Expropriation, exploitation, spéculation et spectaculaire donnent leur nom à quatre régimes d’accumulation du capital, tous animés par des clôtures qui créent des « marchandises fictives ». C’est à travers ces marchandises clés que le capitalisme crée son illusion d’un monde fermé et autonome, avec ses propres lois, reléguant à l’extérieur, l’environnement social, les autres vérités et mensonges de la vie qui, de son point de vue, n’ont aucune « valeur ». », sont donc improductifs. A vous aussi de créer les personnages de votre fiction : le mendiant, le consommateur, l'entrepreneur et l'influenceur.

Mais ici, il faut être prudent : ces personnages sont des projections, des hétéroréférences de votre propre image autoréférentielle. Ils sont alter ego, alors que le moi capitaliste est, selon les mots de Karl Marx, un sujet automatique. Donc moins autonome qu’automatique.

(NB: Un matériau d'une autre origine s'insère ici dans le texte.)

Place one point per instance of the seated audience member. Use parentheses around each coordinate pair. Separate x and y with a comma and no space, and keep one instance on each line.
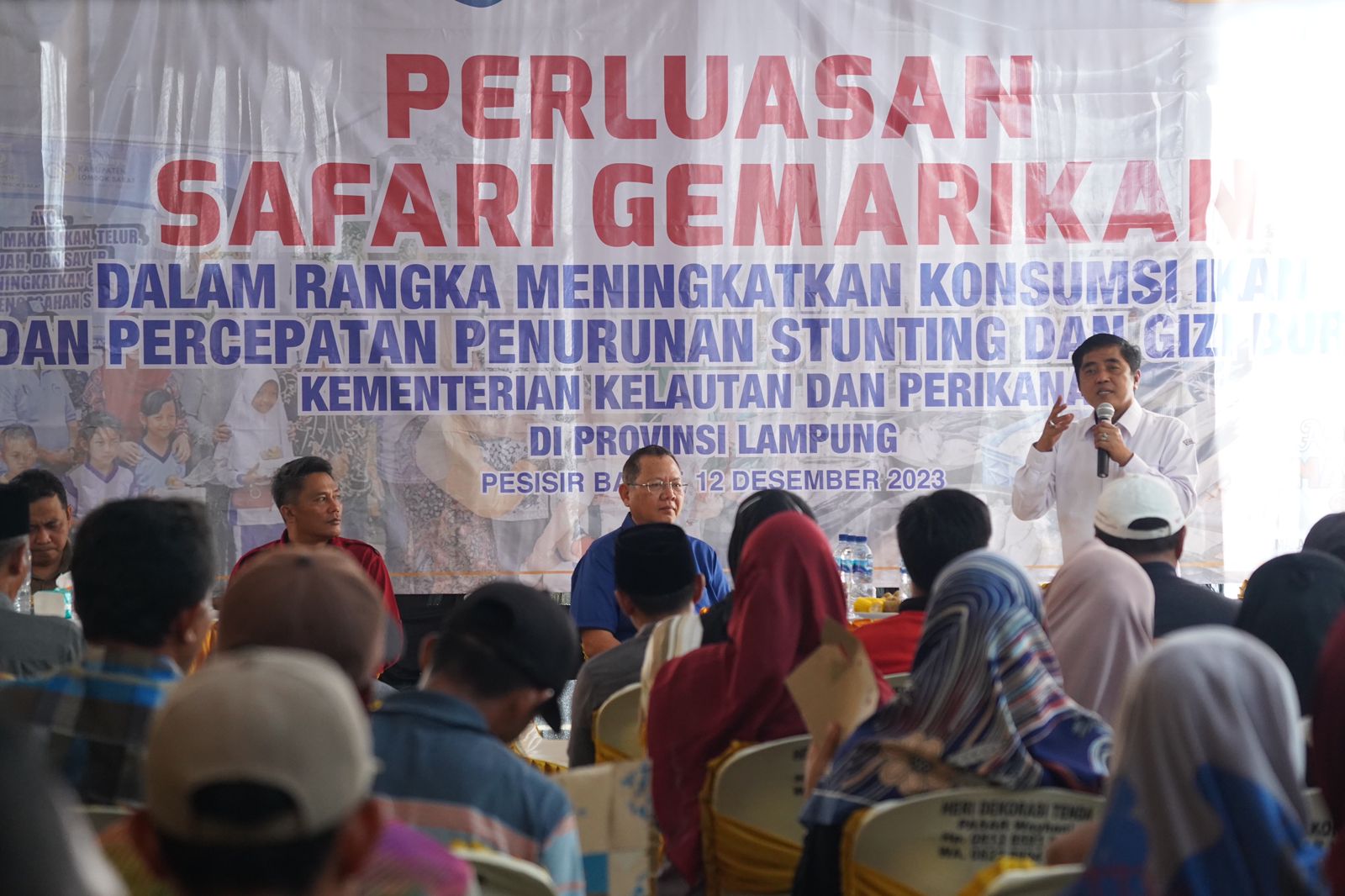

Tels des projections fantasmatiques, ces personnages s’insèrent dans le scénario et dans la dynamique fictionnelle du système. Ce sont ces fantômes qui garantissent sa libre rotation et sourds aux objections, la rotation incessante et infatigable du capital. On sait qu’il ne peut pas rester immobile, car la dévaluation se cache toujours derrière lui. Le capital court toujours plus vite, expulsant cette entropie (usure) de lui-même, vers la société « là-bas » où circulent des êtres vivants dépourvus de propriétés, incapables de construire leurs propres abris de défense.

Pour cette raison, il n’est pas surprenant que cette rotation effrénée et automatique d’un système mondialisé alimenté par des combustibles fossiles finisse par déverser une immense quantité d’entropie dans son environnement, qui se trouve être précisément la planète qui sert de décor à de tels phénomènes insensés et insensés. fictions misérables : la Terre et sa biosphère. Le nom de cette entropie expulsée par le système en grande quantité est « réchauffement climatique ». Comme nous le savons grâce à la thermodynamique, l’entropie est une tendance irréversible. Les biens sont peut-être fictifs, mais le changement climatique est réel.

*William Preger é Docteur en Théorie de la Littérature de l'UERJ. Auteur, entre autres livres, de Théorie générale des dispositifs (Caravane).